Эта повесть посвящена Варавве, которого добрые граждане предпочли Христу. Там заложены уже начала того опыта, который мне яснее открылся лишь потом, в пору «Любви второй»… Несколько десятилетий спустя швед Lagerkvist получил Нобелевскую премию за роман «Варавва» – книгу, которую я никогда не мог заставить себя взять в руки по эгоистическим причинам – из привязанности к моему затерянному детищу.
Именно этот рассказ понравился Мамченко и Дряхлову, и они спорили с остальными. В общем, ни Терапиано, ни Мандельштам мне никогда не были близки. Мамченко – хорошенький мальчик, с казацкой хитрецой – держал себя всегда даже с чрезмерным достоинством; стихи его отметил Адамович, хотя были они неровны, невнятны, и в ту пору, несмотря на всю напряженность bonne volontée [60] , мало что выражали. Позже поэт стал ровнее, подучился ремеслу и языку и как-то утвердился на собственном месте.
Родился Мамченко на юге России и с очевидным упорством тяготел к философии, тоже косноязычной. Он даже проводил в жизнь некоторые свои убеждения с обстоятельною, несокрушимою медлительностью. Он едва ли не один из первых среди нашей молодежи заделался вегетарианцем. Мамченко уверял, что не желает причинять страданий животным, и это у него звучало убедительно, несмотря на всю наивность. Есть такие положительные люди, у которых общие места звучат веско и даже оригинально. Впрочем, рыбу он ел, полагая, что холоднокровные менее или совсем не страдают.

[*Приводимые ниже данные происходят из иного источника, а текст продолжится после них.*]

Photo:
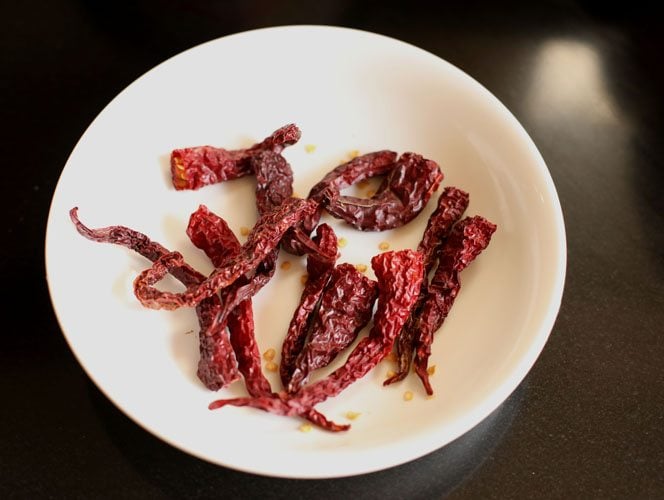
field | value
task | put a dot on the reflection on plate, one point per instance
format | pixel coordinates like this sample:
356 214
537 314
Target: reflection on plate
347 90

В те годы Мамченко не мог выразить самой простой мысли в общепринятых формах; он закручивал синтаксически и затемнял диалектически любое обыкновенное предложение, выполняя эту мучительную операцию с большим и таинственным достоинством. Одни пробовали над ним смеяться (Ходасевич, Поплавский), а другие (большинство) его уважали, особенно люди с эстетическими тяготениями (Адамович, Мочульский, Гиппиус). Была в Мамченко кроме всего еще хорошая смекалка, знаменитая хозяйская практичность. В своей отельной комнате он разводил свеклу и спаржу, цветочки и даже, кажется, табак. Его личного изделия борщ славился одно время так, что некоторые повадились к нему ходить подкрепляться, что хозяин отнюдь не поощрял.
Работал он спорадически, его подкармливала жена. Но когда мастерил или красил, то делал это отменно чисто и аккуратно. Вообще в практических делах был полной противоположностью своей диалектической природе.
Дружил Мамченко преимущественно с такими людьми, как Шестов, Мочульский, Гиппиус. Под конец оккупации только он один из приличных людей продолжал ходить к Мережковским. Адамович, мне кажется, давно разочаровался в его стихах, но никогда его открыто не разбранил: «Милосердие, милосердие!» Злобно издевался над такими, как Мамченко, Ходасевич, считая их «голыми», беспомощными и отнюдь не королями. После войны Мамченко начал издавать какие-то сборники для советских патриотических возвращенцев, но сам, умница, отнюдь не «возвращался».